Box-Jenkins Methodology

http://home.ubalt.edu/ntsbarsh/stat-data/Forecast.htm

Box-Jenkins Methodology

Introduction

Forecasting Basics: The basic idea behind self-projecting time series forecasting models is to find a mathematical formula that will approximately generate the historical patterns in a time series.

Time Series: A time series is a set of numbers that measures the status of some activity over time. It is the historical record of some activity, with measurements taken at equally spaced intervals (exception: monthly) with a consistency in the activity and the method of measurement.

Approaches to time Series Forecasting: There are two basic approaches to forecasting time series: the self-projecting time series and the cause-and-effect approach. Cause-and-effect methods attempt to forecast based on underlying series that are believed to cause the behavior of the original series. The self-projecting time series uses only the time series data of the activity to be forecast to generate forecasts. This latter approach is typically less expensive to apply and requires far less data and is useful for short, to medium-term forecasting.

Box-Jenkins Forecasting Method: The univariate version of this methodology is a self- projecting time series forecasting method. The underlying goal is to find an appropriate formula so that the residuals are as small as possible and exhibit no pattern. The model- building process involves a few steps, repeated as necessary, to end up with a specific formula that replicates the patterns in the series as closely as possible and also produces accurate forecasts.

Box-Jenkins Methodology

Box-Jenkins forecasting models are based on statistical concepts and principles and are able to model a wide spectrum of time series behavior. It has a large class of models to choose from and a systematic approach for identifying the correct model form. There are both statistical tests for verifying model validity and statistical measures of forecast uncertainty. In contrast, traditional forecasting models offer a limited number of models relative to the complex behavior of many time series, with little in the way of guidelines and statistical tests for verifying the validity of the selected model.

Data: The misuse, misunderstanding, and inaccuracy of forecasts are often the result of not appreciating the nature of the data in hand.
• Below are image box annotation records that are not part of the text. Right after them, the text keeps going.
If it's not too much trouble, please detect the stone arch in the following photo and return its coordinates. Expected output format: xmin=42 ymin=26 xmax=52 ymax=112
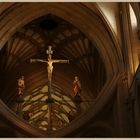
xmin=0 ymin=3 xmax=119 ymax=136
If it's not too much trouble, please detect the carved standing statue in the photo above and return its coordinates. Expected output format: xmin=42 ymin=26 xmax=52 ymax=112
xmin=73 ymin=76 xmax=82 ymax=103
xmin=16 ymin=76 xmax=25 ymax=117
xmin=18 ymin=76 xmax=25 ymax=95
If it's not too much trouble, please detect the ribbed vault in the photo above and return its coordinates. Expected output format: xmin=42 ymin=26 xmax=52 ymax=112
xmin=0 ymin=3 xmax=121 ymax=136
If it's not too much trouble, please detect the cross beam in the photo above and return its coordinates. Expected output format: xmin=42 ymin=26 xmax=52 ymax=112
xmin=30 ymin=46 xmax=69 ymax=131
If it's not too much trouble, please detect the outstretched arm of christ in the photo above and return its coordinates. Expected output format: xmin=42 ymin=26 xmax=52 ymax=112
xmin=30 ymin=59 xmax=48 ymax=63
xmin=52 ymin=60 xmax=69 ymax=63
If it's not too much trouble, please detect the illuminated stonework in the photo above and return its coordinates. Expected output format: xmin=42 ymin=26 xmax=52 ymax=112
xmin=23 ymin=85 xmax=77 ymax=131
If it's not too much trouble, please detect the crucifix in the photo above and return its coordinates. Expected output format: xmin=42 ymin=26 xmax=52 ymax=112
xmin=30 ymin=46 xmax=69 ymax=132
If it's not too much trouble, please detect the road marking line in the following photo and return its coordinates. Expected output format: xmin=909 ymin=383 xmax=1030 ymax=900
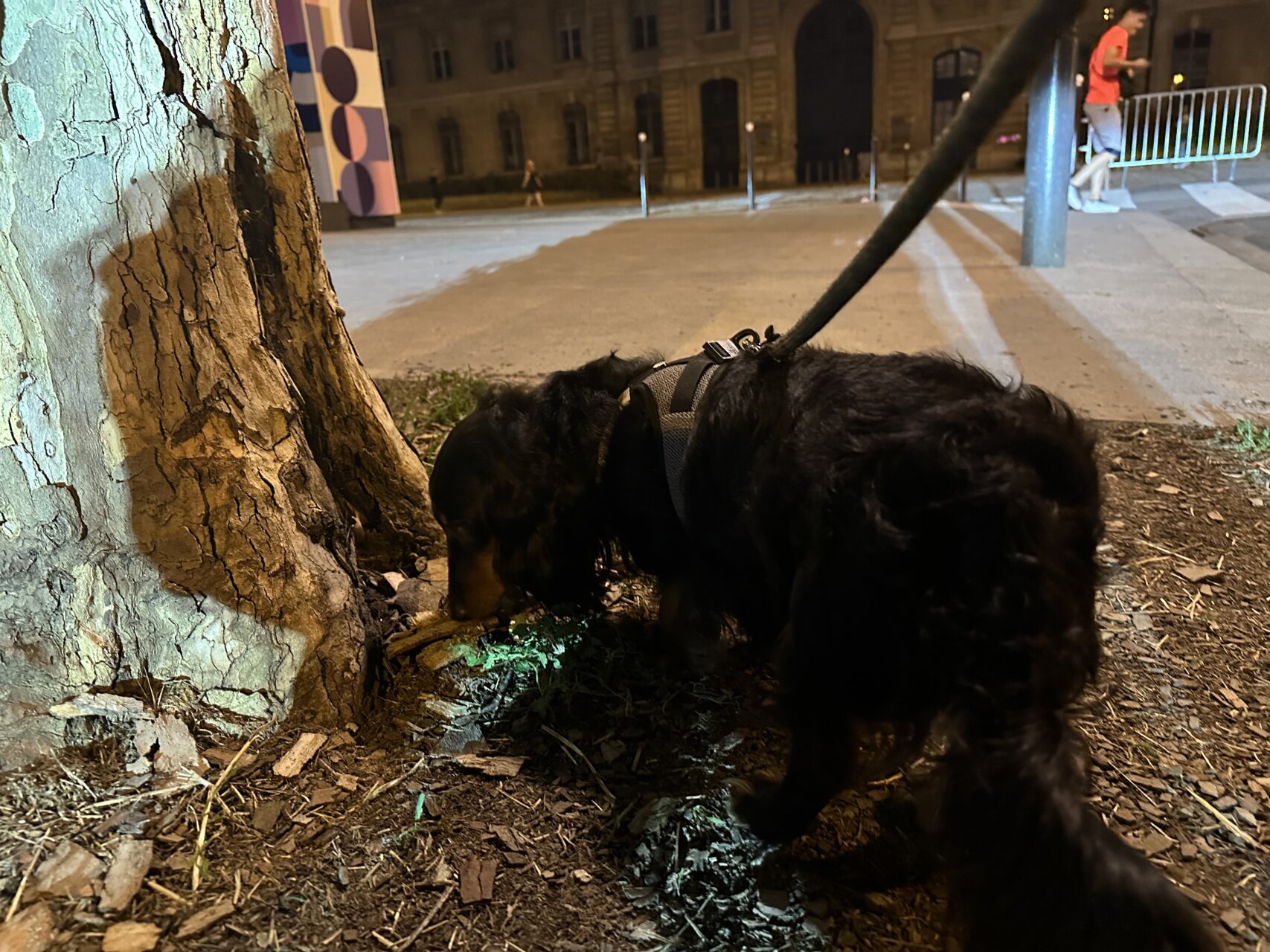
xmin=882 ymin=202 xmax=1022 ymax=382
xmin=1182 ymin=181 xmax=1270 ymax=219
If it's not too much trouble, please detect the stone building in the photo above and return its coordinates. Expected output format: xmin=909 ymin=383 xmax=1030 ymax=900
xmin=376 ymin=0 xmax=1270 ymax=190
The consistency of the data must be insured, and it must be clear what the data represents and how it was gathered or calculated. As a rule of thumb, Box-Jenkins requires at least 40 or 50 equally-spaced periods of data. The data must also be edited to deal with extreme or missing values or other distortions through the use of functions such as log or inverse to achieve stabilization.
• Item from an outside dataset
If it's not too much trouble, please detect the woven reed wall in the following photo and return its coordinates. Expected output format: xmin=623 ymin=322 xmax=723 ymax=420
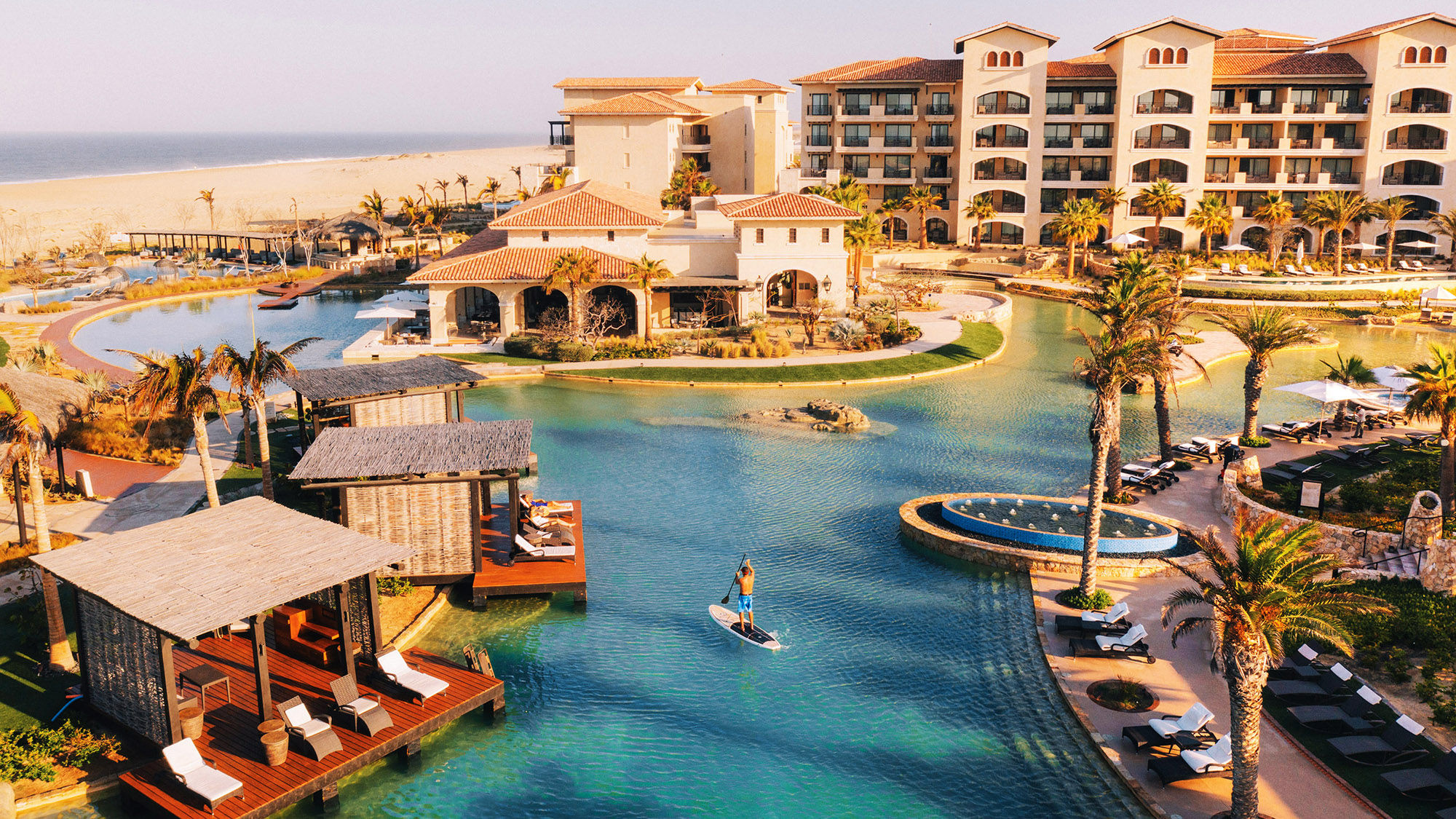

Preliminary Model Identification Procedure: A preliminary Box-Jenkins analysis with a plot of the initial data should be run as the starting point in determining an appropriate model. The input data must be adjusted to form a stationary series, one whose values vary more or less uniformly about a fixed level over time. Apparent trends can be adjusted by having the model apply a technique of "regular differencing," a process of computing the difference between every two successive values, computing a differenced series which has overall trend behavior removed. If a single differencing does not achieve stationarity, it may be repeated, although rarely, if ever, are more than two regular differencing required. Where irregularities in the differenced series continue to be displayed, log or inverse functions can be specified to stabilize the series, such that the remaining residual plot displays values approaching zero and without any pattern. This is the error term, equivalent to pure, white noise.

Pure Random Series: On the other hand, if the initial data series displays neither trend nor seasonality, and the residual plot shows essentially zero values within a 95% confidence level and these residual values display no pattern, then there is no real-world statistical problem to solve and we go on to other things.

Model Identification Background

Basic Model: With a stationary series in place, a basic model can now be identified. Three basic models exist, AR (autoregressive), MA (moving average) and a combined ARMA in addition to the previously specified RD (regular differencing): These comprise the available tools. When regular differencing is applied, together with AR and MA, they are referred to as ARIMA, with the I indicating "integrated" and referencing the differencing procedure.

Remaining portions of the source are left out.